Apparently angry over the chicken incident, the Stinsons thereafter began
to harass the Sabols and the Mensels. The Stinsons’ behavior that followed
ranged from petty to outright dangerous. Mr. Stinson began to constantly
put things in or around Captain Spence Ridge Road and otherwise within
the Easement. He placed debris in the Easement on several occasions, as
well as fence posts that were apparently designed to keep people from
driving on the Easement. When the Mensels attempted to put survey tape
on the posts to warn their houseguests of the presence of the posts, Mr.
Stinson promptly removed the tape. Mr. Stinson also dug a ditch in the
roadway that required drivers to drive more on the Sabols’ side of the road.

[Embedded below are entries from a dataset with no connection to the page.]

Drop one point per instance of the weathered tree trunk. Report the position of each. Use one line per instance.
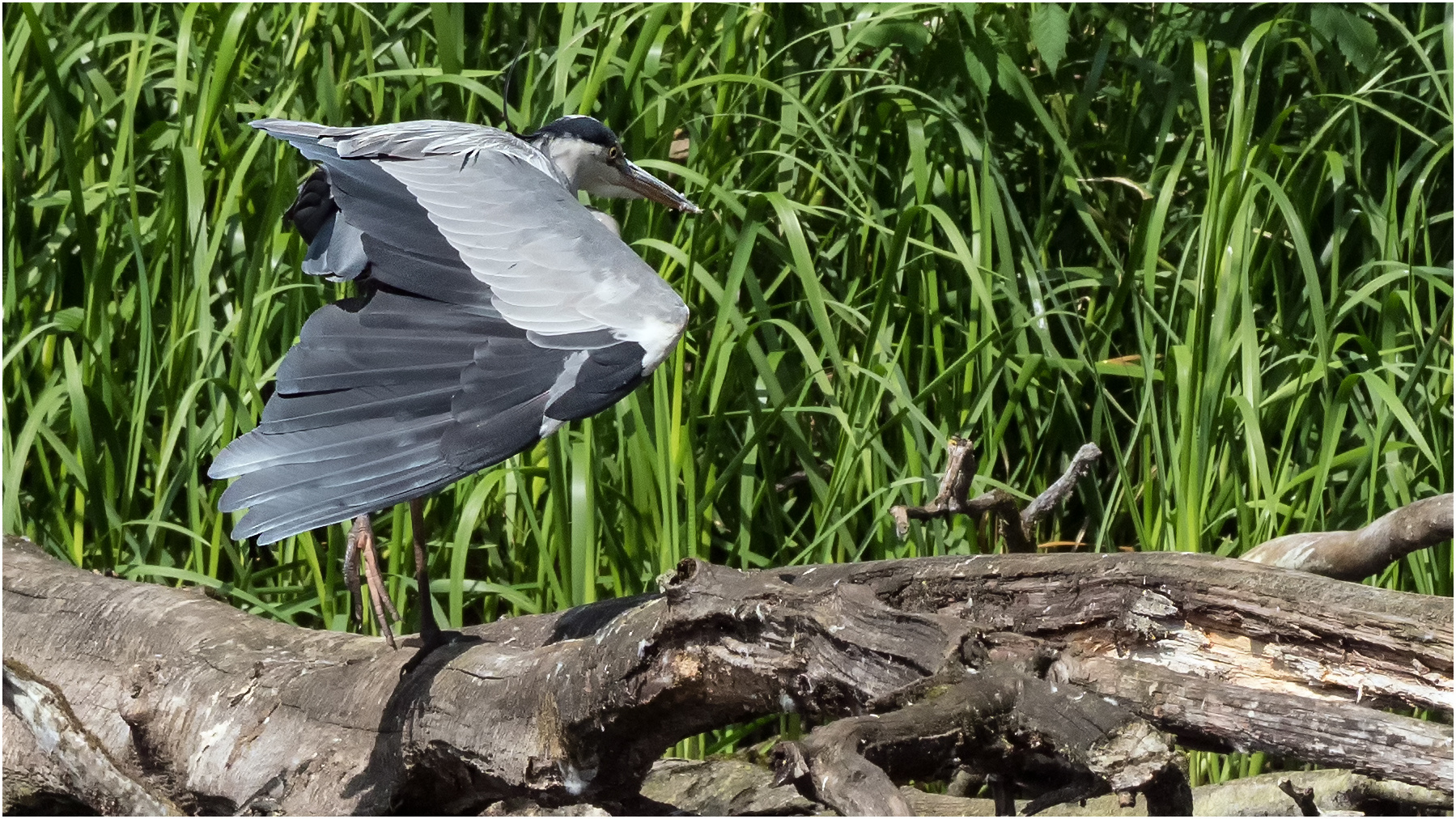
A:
(1059, 675)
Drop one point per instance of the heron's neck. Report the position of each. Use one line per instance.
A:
(570, 158)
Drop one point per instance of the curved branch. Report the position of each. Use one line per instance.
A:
(1357, 554)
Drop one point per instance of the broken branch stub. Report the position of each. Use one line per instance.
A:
(211, 706)
(1017, 524)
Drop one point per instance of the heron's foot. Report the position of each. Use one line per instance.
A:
(362, 543)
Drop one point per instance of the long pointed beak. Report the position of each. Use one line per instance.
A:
(654, 188)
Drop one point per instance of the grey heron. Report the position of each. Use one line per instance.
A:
(492, 308)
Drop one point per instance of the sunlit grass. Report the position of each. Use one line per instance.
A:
(1217, 244)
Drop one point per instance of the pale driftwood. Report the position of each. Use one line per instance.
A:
(734, 786)
(1368, 550)
(217, 711)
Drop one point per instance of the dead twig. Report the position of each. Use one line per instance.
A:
(1017, 524)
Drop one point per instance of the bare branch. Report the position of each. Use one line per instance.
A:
(1018, 525)
(1357, 554)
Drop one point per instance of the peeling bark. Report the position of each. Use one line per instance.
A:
(732, 786)
(220, 711)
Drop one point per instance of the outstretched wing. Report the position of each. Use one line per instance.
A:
(495, 308)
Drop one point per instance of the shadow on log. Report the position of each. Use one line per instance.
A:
(217, 711)
(1051, 677)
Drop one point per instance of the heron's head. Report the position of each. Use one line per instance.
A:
(588, 153)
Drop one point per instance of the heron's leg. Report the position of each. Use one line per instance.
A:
(377, 596)
(351, 571)
(430, 634)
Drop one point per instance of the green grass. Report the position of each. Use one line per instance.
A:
(1213, 240)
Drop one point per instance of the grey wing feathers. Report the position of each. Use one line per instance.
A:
(469, 342)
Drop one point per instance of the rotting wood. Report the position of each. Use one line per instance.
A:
(732, 786)
(239, 713)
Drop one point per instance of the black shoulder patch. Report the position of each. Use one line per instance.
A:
(579, 127)
(313, 207)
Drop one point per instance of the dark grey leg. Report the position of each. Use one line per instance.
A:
(430, 634)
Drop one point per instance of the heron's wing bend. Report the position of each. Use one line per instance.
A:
(497, 308)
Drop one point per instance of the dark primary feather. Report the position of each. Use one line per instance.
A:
(410, 388)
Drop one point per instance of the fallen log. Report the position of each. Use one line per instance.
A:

Then, when a flood came in May 2010, the ditch forced unusually high
water and mud down the driveway, resulting in a considerable amount of
erosion.
There were also numerous altercations and screaming matches
between the Stinsons and the Defendants. The police were called on
several occasions. When the Mensels went to speak with Mr. Stinson about
removing the fence posts, Mr. Stinson said that he had been to the
courthouse and had taken steps to reduce the size of the Easement. This
was not true. During the discussion, Mr. Stinson became loud, threatening
and intimidating. Mr. Stinson was often described during the trial as
aggressive and hostile. In 2009, Mr. Sabol was clearing weeds on Captain
Spence Ridge Road when Mr. Stinson became angry and told him he could
not remove the weeds. Mr. Stinson then cut brush and left the brush on
Captain Spence Ridge Road. He subsequently erected a sign telling the
Sabols to stay on their side of the Easement. Those passing through the
Easement would routinely have to drive around the brush put in place by
Mr. Stinson in order to prevent it from scraping their vehicles. Mr. Sabol
frequently removed the brush, and Mr. Stinson would replace it. On one
occasion, Mr. Mensel was working on the Easement when Mr. Stinson
attempted to call out to him and talk to him. Mr. Mensel was wearing
protective earmuffs and could not hear Mr. Stinson. Mr. Stinson apparently
thought Mr. Mensel was intentionally ignoring him, so Mr. Stinson picked
up a large rock and began following Mr. Mensel down the road. The
situation was eventually diffused when Mr. Sabol stepped out into the road
so that Mr. Stinson could note his presence. Shortly thereafter, Mrs.
Stinson arrived at the Sabols’ home and began to verbally accost Mrs.
Sabol.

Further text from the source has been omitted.